Keras model.fit() fails with ValueError: Shapes (None, 5) and (None, 1) are incompatible


I'm trying to train a multi-output Keras model using a custom data generator. The model suppose to classify the mammography images by BIRADS categories(1-5) and density(A-D). I expect model to return two labels: birads category and density. The model should use two features. While running the model.fit() method, I'm encountering a ValueError related to incompatible shapes between my model's output and the ground truth labels. Specifically, the error is: ValueError: Shapes (None, 5) and (None, 1) are incompatible. Please find the error details and my code below.

What I did:

I have verified that the shapes of the inputs, outputs, and weights are what I expect them to be within the generator. I have checked the model summary to ensure that the output shapes of my model match the shapes of the target labels. I have tried to convert batch_labels_density into Int in order to overcome the error. Looks I have 1D dimensions arrays (batch_labels_birads, batch_labels_density). Moreover, I cannot use to_categorical() and one-hot encode my labels as I have multi-classificational labels with sparse_categorical_crossentropy.

Why am I getting this error and how to resolve it?

Error Traceback:

ValueError                                Traceback (most recent call last)
<ipython-input-5-e97964b44762> in <cell line: 132>()
    130 model.summary()
    131 
--> 132 history = model.fit(
    133     my_data_generator(
    134         training_data,

1 frames
/usr/local/lib/python3.10/dist-packages/keras/engine/training.py in tf__train_function(iterator)
     13                 try:
     14                     do_return = True
---> 15                     retval_ = ag__.converted_call(ag__.ld(step_function), (ag__.ld(self), ag__.ld(iterator)), None, fscope)
     16                 except:
     17                     do_return = False

ValueError: in user code:

    File "/usr/local/lib/python3.10/dist-packages/keras/engine/training.py", line 1284, in train_function  *
        return step_function(self, iterator)
    File "/usr/local/lib/python3.10/dist-packages/keras/engine/training.py", line 1268, in step_function  **
        outputs = model.distribute_strategy.run(run_step, args=(data,))
    File "/usr/local/lib/python3.10/dist-packages/keras/engine/training.py", line 1249, in run_step  **
        outputs = model.train_step(data)
    File "/usr/local/lib/python3.10/dist-packages/keras/engine/training.py", line 1055, in train_step
        return self.compute_metrics(x, y, y_pred, sample_weight)
    File "/usr/local/lib/python3.10/dist-packages/keras/engine/training.py", line 1149, in compute_metrics
        self.compiled_metrics.update_state(y, y_pred, sample_weight)
    File "/usr/local/lib/python3.10/dist-packages/keras/engine/compile_utils.py", line 605, in update_state
        metric_obj.update_state(y_t, y_p, sample_weight=mask)
    File "/usr/local/lib/python3.10/dist-packages/keras/utils/metrics_utils.py", line 77, in decorated
        update_op = update_state_fn(*args, **kwargs)
    File "/usr/local/lib/python3.10/dist-packages/keras/metrics/base_metric.py", line 140, in update_state_fn
        return ag_update_state(*args, **kwargs)
    File "/usr/local/lib/python3.10/dist-packages/keras/metrics/confusion_metrics.py", line 1485, in update_state  **
        return metrics_utils.update_confusion_matrix_variables(
    File "/usr/local/lib/python3.10/dist-packages/keras/utils/metrics_utils.py", line 674, in update_confusion_matrix_variables
        y_pred.shape.assert_is_compatible_with(y_true.shape)

My Data Generator:

!pip install opencv-python
!pip install pydicom

import numpy as np
import pydicom
import cv2

def my_data_generator(df, sample_weights_birads, sample_weights_density, batch_size=150):
    # img_gen = ImageDataGenerator(rescale=1. / 255.)
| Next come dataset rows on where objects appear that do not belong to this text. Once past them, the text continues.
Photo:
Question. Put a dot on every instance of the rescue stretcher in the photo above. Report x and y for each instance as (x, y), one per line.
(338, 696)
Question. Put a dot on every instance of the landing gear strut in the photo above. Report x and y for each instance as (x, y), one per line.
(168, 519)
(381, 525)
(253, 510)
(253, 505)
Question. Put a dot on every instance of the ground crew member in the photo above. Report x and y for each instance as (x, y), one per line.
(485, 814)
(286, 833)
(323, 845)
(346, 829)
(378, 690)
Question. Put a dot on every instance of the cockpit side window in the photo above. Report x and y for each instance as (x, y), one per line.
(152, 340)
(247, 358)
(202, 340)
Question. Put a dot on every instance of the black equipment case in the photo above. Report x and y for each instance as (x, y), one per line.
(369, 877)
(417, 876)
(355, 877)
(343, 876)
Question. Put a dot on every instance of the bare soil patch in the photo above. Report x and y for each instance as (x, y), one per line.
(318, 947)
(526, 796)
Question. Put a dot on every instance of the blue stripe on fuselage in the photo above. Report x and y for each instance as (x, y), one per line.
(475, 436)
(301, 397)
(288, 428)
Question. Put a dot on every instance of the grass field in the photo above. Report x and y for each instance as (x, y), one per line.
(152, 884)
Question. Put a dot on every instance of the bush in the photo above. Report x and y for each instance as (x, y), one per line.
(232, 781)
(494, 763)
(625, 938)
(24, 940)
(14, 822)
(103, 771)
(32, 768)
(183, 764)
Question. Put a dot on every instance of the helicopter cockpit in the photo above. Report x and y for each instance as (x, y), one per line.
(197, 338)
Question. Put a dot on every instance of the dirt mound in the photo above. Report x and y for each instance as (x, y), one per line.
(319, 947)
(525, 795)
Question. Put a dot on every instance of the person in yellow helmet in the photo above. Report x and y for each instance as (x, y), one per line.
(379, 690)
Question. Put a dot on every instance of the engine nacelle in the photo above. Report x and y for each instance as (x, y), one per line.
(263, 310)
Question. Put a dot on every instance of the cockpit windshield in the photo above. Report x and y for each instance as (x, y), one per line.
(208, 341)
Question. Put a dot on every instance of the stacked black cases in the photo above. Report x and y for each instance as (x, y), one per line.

    mapping_dict_density = {'A': 0, 'B': 1, 'C': 2, 'D': 3}

    while True:
        # Select files (IDs) and labels for the batch
        batch_indices = np.random.choice(a=len(df), size=batch_size)
        batch_df = df.iloc[batch_indices]

        # Initialize batch arrays
        batch_images = []
        batch_labels_birads = []
        batch_labels_density = []
        batch_features = []
        batch_weights_birads = []
        batch_weights_density = []

        for i, original_idx in enumerate(batch_indices):
            row = batch_df.iloc[i]

            img_id = row['image_id']
            study_id = row['study_id']


            img_path = f".....dicom"

            img = pydicom.dcmread(img_path).pixel_array


            # Resize image based on the height and width from CSV if needed
            def conditional_resize(img, target_height=3518, target_width=2800):
               pass # image resizing is happening here

            img = conditional_resize(img)

            # Append to batch
            batch_images.append(img)
            batch_labels_birads.append(row['breast_birads'])
            batch_labels_density.append(mapping_dict_density.get(row['breast_density'], -1))
            batch_features.append([row['laterality'], row['view_position']])

            batch_weights_birads.append(sample_weights_birads[original_idx])
            batch_weights_density.append(sample_weights_density[original_idx])


        batch_images = np.array(batch_images)
        batch_labels_birads = np.squeeze(np.array(batch_labels_birads))
        batch_labels_density = np.squeeze(np.array(batch_labels_density))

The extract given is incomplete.